One of the big, fundamental changes was the support for 64-bit positioning. What a lot of people maybe misunderstand is that it wasn't an entire conversion for the whole engine [to 64-bit]. The engine is split up between very independent and – not as much as they should be, but – isolated modules. They do talk to each other, but things like physics, render, AI – what are the purposes of changing AI to 64-bit? Well, all the positioning that it will use will be 64-bit, but the AI module itself doesn't care. There were a lot of changes to support these large world coordinates. […] The actual maximum is 18 zeroes that we can support, in terms of space."
1) Ok, you got me there, "64-bit sized scenes" is a meaninglessly vague term in isolation, it doesn't specify units or format, or even that it's a number. I assumed you were of the belief that some specific meaning of (1) was what had been done, because...
2) You clearly didn't think number 2 was relevant, and I agree. My post history here will show how many times I had to tell Elite fans that, no, you don't need a 64-bit exe to get 64-bit numbers.
3) Number three is the thing that actually was done (though I'm cautious of the word "scene", as you sometimes use it as a technical term), and is the thing that you seem to keep saying was not done.
i) Star citizen
backer theory-crafting about that, two highly-upvoted responses correcting them.

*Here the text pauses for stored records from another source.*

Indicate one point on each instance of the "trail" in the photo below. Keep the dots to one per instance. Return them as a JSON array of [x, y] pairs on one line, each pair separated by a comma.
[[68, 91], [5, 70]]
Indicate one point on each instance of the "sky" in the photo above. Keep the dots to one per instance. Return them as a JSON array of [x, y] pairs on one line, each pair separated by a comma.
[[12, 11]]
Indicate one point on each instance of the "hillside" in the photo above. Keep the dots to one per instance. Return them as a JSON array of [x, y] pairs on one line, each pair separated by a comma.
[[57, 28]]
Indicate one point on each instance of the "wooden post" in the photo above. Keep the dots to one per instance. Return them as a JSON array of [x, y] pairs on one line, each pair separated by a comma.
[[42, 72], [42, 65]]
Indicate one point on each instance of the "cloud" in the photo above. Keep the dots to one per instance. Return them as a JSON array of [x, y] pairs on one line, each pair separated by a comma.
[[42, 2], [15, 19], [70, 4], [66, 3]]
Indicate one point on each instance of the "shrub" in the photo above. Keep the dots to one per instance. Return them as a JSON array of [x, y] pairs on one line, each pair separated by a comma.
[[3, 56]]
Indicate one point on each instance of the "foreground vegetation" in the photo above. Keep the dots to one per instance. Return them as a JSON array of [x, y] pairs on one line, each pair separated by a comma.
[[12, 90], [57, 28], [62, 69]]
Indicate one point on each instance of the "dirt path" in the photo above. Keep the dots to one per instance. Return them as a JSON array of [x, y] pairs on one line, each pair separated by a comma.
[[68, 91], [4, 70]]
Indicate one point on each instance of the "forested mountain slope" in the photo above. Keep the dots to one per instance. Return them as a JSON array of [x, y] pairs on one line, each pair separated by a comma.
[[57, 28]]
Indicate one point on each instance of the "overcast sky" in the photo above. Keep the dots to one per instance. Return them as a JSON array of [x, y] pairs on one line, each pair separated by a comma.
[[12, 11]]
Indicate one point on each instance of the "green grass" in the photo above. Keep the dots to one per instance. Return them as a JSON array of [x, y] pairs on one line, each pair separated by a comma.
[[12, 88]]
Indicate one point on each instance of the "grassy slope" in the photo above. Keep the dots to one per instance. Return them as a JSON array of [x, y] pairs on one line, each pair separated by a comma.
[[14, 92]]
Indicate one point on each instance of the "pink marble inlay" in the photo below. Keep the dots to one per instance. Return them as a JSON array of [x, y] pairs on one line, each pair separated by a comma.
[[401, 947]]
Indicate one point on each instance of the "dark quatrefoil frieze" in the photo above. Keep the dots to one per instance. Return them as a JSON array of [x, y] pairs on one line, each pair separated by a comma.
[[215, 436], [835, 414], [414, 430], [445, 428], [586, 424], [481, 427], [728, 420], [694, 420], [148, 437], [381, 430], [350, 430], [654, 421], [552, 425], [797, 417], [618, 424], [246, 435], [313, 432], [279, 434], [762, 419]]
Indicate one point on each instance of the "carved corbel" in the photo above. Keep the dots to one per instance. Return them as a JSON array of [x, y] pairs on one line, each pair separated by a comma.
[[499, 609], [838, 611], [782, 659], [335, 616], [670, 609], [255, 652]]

ii) I scroll down and find someone quoting, uh,
me, of all people, to correct them. Tier 1 obfuscation. The thread ends with a knowledgeable fan explaining things in a totally sensible way.
iii) A true post, but since SC has both of those things, it's not exactly a harmful or misleading misunderstanding. A burger isn't spicy rice, but I'm having both for dinner.
iv) Sean is an artist, and he occasionally gets things wrong. That said, he's on the money except for the 18 zeroes (assuming he means metres), when I did the rough numbers it came out more like 10 AU IIRC (it's in this thread somewhere). I'm not sure why you highlighted the other stuff, is it an example of him misleading? Evidence for some other vital point? Admittedly, the article then runs off with stuff about 64-bit architectures and we're back to iii.
I guess what I'm trying to say is that I don't see how any of these things falsify the fact that they're using 64-bit floating points for positioning.
I never made those claims. Do try to keep up. Or at least, cite sources like I tend to do, so we can debate them based on merits.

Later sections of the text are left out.